Flask app, based on this project: dianaxie.pythonanywhere.com
In this project, I create a reviewer recommendation engine to match individual consumers with compatible music critics.
Music preferences are highly variable across individuals and genres. Despite this variability, an overwhelming number of new artists and albums are released each year and as a result our process of discovering new favorites can rely heavily on a few reviewers and “best-of” lists. With disproportionate influence on artist popularity, an important question is whether major music review sites such as Pitchfork (“The Most Trusted Voice in Music”) are “unbiased” in their reviews.
Namely, do they display favorable (or unfavorable) bias towards certain characteristics present in music, and can these characteristics be used to profile different types of reviewers? Perhaps, whether reviewers are “unbiased” is not even the right question to ask. Matching reviewer bias with consumer preference could provide more accurate music recommendations, a domain that streaming services such as Spotify already pose a threat in as they constantly improve algorithms that automatically accomplish this task.
In this project, I categorize Pitchfork Media music critics by their music feature preferences (ex. 'danceability', 'energy', 'instrumentalness') to predict what ratings they will reward albums. I then produce a proof-of-concept recommendation engine that can match a user to a music critic or cluster of critics on Pitchfork, based on similiar music tastes.
I wrangled Pitchfork and Spotify data to cluster all music critics who reviewed an album for Pitchfork between 1999-2017. This was accomplished by integrating their album ratings with Spotify-provided album audio features.
Although only a handful of useful clusters were generated, I was still able to set up an automated process for picking tight clusters and combining linear regression as a form of cross-validation to check that they were of practical use and actually incorporated critics with similar musical preferences.
In the end, I revised this recommendation engine to first recommend the user’s most-similar critic (first-choice critic) and then a list of secondary recommendations that contained the remaining critics in the first-choice critic’s cluster. My approach was to prioritize recommending the most similar critic to the user, rather than having the usefulness of this recommendation be washed out by simply recommending an entire list (cluster) of critics that likely did not generalize as well (based on my cross-validation findings on critics held-out from the cluster sample).

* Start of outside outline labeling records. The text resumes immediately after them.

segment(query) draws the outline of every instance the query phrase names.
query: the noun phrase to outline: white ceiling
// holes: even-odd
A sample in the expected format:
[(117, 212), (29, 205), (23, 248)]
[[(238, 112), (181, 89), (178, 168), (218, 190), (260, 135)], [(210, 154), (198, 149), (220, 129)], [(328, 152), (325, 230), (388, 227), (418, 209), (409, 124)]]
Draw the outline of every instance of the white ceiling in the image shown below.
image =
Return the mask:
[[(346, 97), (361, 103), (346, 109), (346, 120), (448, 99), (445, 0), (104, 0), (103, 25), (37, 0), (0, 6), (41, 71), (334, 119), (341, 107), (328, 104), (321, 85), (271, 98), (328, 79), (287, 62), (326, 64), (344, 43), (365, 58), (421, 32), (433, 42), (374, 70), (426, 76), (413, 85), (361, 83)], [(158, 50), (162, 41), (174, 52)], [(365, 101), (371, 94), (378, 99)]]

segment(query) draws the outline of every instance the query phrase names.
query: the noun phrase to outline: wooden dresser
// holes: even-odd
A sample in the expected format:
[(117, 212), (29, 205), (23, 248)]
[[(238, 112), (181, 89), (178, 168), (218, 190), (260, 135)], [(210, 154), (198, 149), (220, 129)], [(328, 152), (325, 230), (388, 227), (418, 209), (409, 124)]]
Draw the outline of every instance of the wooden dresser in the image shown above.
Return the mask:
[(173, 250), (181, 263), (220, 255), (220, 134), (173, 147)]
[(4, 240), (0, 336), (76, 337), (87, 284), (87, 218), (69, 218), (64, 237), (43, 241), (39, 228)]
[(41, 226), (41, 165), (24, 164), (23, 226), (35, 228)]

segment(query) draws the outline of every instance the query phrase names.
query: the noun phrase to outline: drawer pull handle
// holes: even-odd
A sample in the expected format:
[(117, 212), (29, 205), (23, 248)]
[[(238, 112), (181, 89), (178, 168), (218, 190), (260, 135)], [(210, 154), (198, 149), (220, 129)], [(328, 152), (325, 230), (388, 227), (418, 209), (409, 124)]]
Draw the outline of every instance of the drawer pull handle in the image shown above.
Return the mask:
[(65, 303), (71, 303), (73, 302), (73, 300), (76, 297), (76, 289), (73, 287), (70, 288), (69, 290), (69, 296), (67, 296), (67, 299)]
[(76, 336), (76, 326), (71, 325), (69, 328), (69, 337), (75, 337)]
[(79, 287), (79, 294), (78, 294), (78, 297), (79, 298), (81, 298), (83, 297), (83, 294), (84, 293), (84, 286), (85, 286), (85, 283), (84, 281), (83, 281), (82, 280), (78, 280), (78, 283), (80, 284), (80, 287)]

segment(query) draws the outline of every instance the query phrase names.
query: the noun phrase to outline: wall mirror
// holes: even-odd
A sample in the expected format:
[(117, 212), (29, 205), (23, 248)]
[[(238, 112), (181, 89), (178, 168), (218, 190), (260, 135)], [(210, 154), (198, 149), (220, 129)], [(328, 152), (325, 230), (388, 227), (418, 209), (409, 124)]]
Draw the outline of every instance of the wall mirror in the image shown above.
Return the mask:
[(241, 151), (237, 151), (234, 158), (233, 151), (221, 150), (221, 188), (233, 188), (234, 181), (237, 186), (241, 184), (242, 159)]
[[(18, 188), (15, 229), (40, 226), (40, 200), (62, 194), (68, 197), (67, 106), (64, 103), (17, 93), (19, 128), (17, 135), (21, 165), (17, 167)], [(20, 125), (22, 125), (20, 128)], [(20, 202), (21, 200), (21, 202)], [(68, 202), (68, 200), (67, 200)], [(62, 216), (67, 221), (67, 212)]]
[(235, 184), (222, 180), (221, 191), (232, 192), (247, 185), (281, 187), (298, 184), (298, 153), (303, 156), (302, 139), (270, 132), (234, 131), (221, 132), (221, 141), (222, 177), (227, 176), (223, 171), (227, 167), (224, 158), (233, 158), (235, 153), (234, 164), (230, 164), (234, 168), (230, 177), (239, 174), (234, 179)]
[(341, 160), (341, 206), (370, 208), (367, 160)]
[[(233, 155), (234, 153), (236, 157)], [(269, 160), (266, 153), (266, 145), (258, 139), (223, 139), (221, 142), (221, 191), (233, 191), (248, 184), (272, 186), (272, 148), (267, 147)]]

In conclusion, I was able to set up a pipeline for integrating static data (Pitchfork SQL review/critic data extracted from Nolan Conaway's Kaggle dataset) with that of an API (Spotify). I used this information to build a unique recommendation engine that recommended music critics, rather than the typical music track recommendation engine. Although more data is likely needed to refine the accuracy of this recommendation engine, it was still able to perform well in a few cases and in the least provided at least 1 reliable music critic recommendation.